Taylor W R
Division of Mathematical Biology, National Institute for Medical Research, Mill Hill, London, UK.
J Mol Biol. 2001 Jul 27;310(5):1135-50. doi: 10.1006/jmbi.2001.4817.
The analysis of protein structure using secondary structure line segments has been widely used in many structure analysis and prediction methods over the past 20 years. Its use in methods that compare protein structures at this level of representation is becoming more important as an increasing number of protein structures become determined through structural genomic programmes. The standard method used to define line segments is to fit an axis through each secondary structure element. This approach has difficulties, however, both with inconsistent definitions of secondary structure and the problem of fitting a single straight line to a bent structure. The procedure described here avoids these problems by finding a set of line segments independently of any external secondary structure definition. This allows the segments to be used as a novel basis for secondary structure definition by taking the average rise/residue along each axis to characterise the segment. This practice has the advantage that secondary structures are described by a single (continuous) value that is not restricted to the conventional classes of alpha-helix, 310 and beta-strand. This latter property allows structures without "classic" secondary structures to be encoded as line segments that can be used in comparison algorithms. When compared over a large number of pairs of homologous proteins, the current method was found to be slightly more consistent than a widely used method based on hydrogen bonds.

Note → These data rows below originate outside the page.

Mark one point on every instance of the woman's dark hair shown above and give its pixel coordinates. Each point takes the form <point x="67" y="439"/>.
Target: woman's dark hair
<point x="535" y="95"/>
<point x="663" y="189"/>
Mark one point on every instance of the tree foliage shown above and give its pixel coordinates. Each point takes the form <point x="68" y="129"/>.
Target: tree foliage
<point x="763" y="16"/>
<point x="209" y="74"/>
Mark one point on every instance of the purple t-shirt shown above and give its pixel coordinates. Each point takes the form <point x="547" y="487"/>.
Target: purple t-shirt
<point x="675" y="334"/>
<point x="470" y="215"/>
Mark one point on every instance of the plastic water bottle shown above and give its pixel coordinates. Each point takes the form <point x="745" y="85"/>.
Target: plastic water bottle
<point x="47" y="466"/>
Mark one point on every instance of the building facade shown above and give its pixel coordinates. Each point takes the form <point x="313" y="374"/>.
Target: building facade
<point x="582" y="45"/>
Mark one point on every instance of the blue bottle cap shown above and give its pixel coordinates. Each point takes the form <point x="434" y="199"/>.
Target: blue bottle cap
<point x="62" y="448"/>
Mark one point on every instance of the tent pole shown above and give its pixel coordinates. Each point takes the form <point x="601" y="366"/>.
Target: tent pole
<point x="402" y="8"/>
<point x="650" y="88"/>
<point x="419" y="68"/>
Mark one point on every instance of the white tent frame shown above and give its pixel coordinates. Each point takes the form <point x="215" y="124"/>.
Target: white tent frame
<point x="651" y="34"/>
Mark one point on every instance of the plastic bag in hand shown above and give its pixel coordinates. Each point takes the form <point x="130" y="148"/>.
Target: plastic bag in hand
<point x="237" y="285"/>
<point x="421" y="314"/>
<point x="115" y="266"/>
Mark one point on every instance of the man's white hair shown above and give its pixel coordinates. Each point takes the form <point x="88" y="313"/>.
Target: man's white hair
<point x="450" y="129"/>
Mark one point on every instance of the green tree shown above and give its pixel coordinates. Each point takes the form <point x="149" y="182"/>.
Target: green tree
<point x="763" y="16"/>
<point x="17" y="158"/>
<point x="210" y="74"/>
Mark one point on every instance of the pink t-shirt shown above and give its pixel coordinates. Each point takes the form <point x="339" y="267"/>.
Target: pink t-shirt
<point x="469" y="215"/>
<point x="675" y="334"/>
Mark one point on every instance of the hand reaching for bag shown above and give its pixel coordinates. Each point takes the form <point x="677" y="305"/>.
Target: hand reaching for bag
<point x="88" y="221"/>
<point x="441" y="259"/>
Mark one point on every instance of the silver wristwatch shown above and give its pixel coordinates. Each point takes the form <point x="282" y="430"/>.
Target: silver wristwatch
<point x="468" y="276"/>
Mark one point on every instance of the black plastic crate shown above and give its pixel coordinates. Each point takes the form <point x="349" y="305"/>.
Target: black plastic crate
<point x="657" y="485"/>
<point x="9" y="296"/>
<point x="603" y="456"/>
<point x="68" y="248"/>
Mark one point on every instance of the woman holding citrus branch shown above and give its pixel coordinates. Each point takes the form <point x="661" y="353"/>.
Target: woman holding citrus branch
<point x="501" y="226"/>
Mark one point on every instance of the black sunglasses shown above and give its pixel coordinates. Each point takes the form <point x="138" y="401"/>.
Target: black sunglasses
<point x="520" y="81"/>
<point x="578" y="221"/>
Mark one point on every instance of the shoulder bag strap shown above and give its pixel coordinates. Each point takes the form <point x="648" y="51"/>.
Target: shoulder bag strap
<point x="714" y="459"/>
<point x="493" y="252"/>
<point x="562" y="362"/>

在过去20年中,利用二级结构线段进行蛋白质结构分析已广泛应用于许多结构分析和预测方法中。随着通过结构基因组计划确定的蛋白质结构数量不断增加,在这种表示水平上比较蛋白质结构的方法中使用它变得越来越重要。用于定义线段的标准方法是通过每个二级结构元件拟合一条轴。然而,这种方法存在困难,二级结构定义不一致,以及将一条直线拟合到弯曲结构的问题。这里描述的程序通过独立于任何外部二级结构定义找到一组线段来避免这些问题。这使得这些线段可以通过沿每个轴的平均上升/残基来表征该线段,从而用作二级结构定义的新基础。这种做法的优点是二级结构由单个(连续)值描述,该值不限于传统的α-螺旋、310螺旋和β-链类别。后一个特性允许没有“经典”二级结构的结构被编码为可用于比较算法的线段。当对大量同源蛋白质对进行比较时,发现当前方法比基于氢键的广泛使用的方法稍微更一致。